Figured since I dont have nay big cats to show, I'll show my 8.5lb large mouth. FYI: If I knew then what I know now this would have been a replica mount, not a real one. I am sort of asahmed to even show this, I am that much for C&R....... This was from Rose Lake in Hocking County, Ohio.


----------



## atrkyhntr (May 31, 2004)

From 88???  
Da curse still lives!!!  

Nice fish there...


----------



## H2O Mellon (Apr 5, 2004)

Sad thing is thats bigger than any cat I've really tried catching. I caught a flathead once while Stripper fishing in Lake Cumberland.


----------



## Bassnpro1 (Apr 6, 2004)

Nice fish. those that size are hard to come by in ohio.


----------



## johnboy111711 (Apr 7, 2004)

great fish!


----------



## JIG (Nov 2, 2004)

What did u catch him on?


----------



## H2O Mellon (Apr 5, 2004)

live creek chub


----------



## flathunter (Apr 5, 2004)

Nice fish Bryan, biggest since 88 huh, gee you have da curse bad!


----------



## H2O Mellon (Apr 5, 2004)

Before cattin, I've been so big into wadding for smallmouth, so I've not really had the opp to fish for naything bigger.


----------



## flathunter (Apr 5, 2004)

If you dont catch at least a 10-lb cat this year I will quit fishing!


----------



## mrfishohio (Apr 5, 2004)

Here's how to (click) post a the picture in your thread.  

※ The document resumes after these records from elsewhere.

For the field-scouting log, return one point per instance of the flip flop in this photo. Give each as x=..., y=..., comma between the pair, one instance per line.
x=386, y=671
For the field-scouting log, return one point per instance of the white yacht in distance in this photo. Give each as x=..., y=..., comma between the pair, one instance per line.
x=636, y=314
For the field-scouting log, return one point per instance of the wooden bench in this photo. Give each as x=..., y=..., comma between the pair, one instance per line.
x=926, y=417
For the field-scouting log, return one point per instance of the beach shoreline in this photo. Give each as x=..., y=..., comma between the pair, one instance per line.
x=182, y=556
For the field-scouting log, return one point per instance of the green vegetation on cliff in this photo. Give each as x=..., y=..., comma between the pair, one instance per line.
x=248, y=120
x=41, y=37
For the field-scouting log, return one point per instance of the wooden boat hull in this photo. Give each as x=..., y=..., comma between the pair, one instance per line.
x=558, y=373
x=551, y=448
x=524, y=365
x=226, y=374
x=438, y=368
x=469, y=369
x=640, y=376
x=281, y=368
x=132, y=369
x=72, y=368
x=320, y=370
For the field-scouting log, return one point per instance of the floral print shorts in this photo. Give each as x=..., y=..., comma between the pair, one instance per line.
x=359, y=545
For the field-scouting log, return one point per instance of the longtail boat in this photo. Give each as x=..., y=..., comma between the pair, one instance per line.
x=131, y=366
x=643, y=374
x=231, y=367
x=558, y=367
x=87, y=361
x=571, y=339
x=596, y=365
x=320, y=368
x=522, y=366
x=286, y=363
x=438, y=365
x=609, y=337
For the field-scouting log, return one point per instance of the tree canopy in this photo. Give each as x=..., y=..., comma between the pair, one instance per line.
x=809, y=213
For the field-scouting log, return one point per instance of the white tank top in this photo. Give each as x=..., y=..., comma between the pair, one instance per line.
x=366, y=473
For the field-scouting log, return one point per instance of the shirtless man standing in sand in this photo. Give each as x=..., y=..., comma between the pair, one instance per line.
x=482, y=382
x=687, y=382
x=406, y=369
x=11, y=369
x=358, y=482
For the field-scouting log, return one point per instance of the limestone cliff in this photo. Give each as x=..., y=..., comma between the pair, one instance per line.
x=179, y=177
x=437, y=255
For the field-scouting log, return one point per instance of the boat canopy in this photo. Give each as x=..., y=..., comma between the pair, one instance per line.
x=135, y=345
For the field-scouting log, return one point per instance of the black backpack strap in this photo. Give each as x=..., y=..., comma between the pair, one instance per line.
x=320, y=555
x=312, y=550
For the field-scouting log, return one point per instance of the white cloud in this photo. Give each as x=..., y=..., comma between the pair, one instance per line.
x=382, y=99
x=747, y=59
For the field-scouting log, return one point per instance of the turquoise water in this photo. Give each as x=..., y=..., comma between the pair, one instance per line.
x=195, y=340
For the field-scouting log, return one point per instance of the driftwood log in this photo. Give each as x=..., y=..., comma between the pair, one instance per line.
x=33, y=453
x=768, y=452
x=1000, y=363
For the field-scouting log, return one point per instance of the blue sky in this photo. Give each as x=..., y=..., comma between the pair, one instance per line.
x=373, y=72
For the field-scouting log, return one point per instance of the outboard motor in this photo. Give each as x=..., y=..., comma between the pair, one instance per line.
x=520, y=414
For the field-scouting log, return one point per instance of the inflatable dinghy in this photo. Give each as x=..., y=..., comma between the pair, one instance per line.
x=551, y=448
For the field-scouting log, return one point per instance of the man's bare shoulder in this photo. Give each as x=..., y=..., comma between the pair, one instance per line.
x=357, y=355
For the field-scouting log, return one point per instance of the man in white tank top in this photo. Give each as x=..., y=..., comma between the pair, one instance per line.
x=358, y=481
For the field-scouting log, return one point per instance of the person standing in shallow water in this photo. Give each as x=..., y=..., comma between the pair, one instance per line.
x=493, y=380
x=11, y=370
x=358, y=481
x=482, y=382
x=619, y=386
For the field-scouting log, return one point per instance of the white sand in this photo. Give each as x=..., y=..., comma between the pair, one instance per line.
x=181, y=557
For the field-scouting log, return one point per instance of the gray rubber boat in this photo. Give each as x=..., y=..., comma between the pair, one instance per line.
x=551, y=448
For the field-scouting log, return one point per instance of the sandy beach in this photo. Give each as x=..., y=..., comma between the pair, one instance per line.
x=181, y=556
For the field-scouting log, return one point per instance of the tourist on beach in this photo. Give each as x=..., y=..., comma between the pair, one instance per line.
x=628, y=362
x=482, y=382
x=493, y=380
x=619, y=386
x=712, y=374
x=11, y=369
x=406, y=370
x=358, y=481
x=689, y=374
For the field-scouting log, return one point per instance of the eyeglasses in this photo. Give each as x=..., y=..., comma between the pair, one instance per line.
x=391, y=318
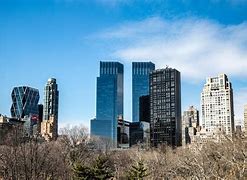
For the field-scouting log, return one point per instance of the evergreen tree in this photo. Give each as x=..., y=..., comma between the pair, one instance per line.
x=100, y=170
x=138, y=171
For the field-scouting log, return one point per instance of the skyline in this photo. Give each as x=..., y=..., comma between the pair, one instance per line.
x=66, y=39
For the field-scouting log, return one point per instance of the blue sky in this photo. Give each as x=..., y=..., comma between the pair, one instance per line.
x=66, y=39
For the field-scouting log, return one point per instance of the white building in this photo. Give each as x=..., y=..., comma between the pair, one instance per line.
x=217, y=105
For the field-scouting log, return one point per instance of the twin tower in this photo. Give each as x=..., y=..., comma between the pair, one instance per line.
x=163, y=87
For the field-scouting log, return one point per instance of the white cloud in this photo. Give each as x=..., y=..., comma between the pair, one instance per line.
x=196, y=47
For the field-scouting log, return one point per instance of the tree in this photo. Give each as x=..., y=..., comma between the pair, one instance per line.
x=100, y=170
x=138, y=171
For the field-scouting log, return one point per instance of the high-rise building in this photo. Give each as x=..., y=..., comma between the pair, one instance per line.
x=49, y=125
x=25, y=101
x=245, y=118
x=217, y=112
x=190, y=124
x=40, y=118
x=109, y=101
x=144, y=108
x=165, y=107
x=140, y=84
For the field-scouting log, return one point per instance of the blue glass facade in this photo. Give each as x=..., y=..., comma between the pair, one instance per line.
x=140, y=84
x=109, y=100
x=25, y=101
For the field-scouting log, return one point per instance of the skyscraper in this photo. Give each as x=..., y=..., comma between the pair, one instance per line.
x=217, y=105
x=165, y=107
x=190, y=123
x=109, y=100
x=25, y=101
x=140, y=84
x=144, y=108
x=49, y=125
x=245, y=118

Oh, I wouldn't worry about removing a fish that big, it's spawning days were probably over.


----------



## rockbass (Apr 16, 2004)

Awesome fish. Beats out my PB 7.5 which is mounted.  Makes me want to focus on bass more again! what is the length on that thing?


----------



## Bass_Hawg (Apr 12, 2004)

very nice fish. Wish I had one of those hanging on the wall


----------



## truck (Apr 12, 2004)

Flathunter you better watch what saying,you might have to stop fishing after this year  Oh nice fish mellon!!!!!


----------



## H2O Mellon (Apr 5, 2004)

I will catch the cats this year. I've paid my dues for 3 years now, this is the time. I'm confident & I'm ready to have fun again.


----------



## BassDonut (Mar 21, 2005)

Beautiful fish. What's the length on that thing?


----------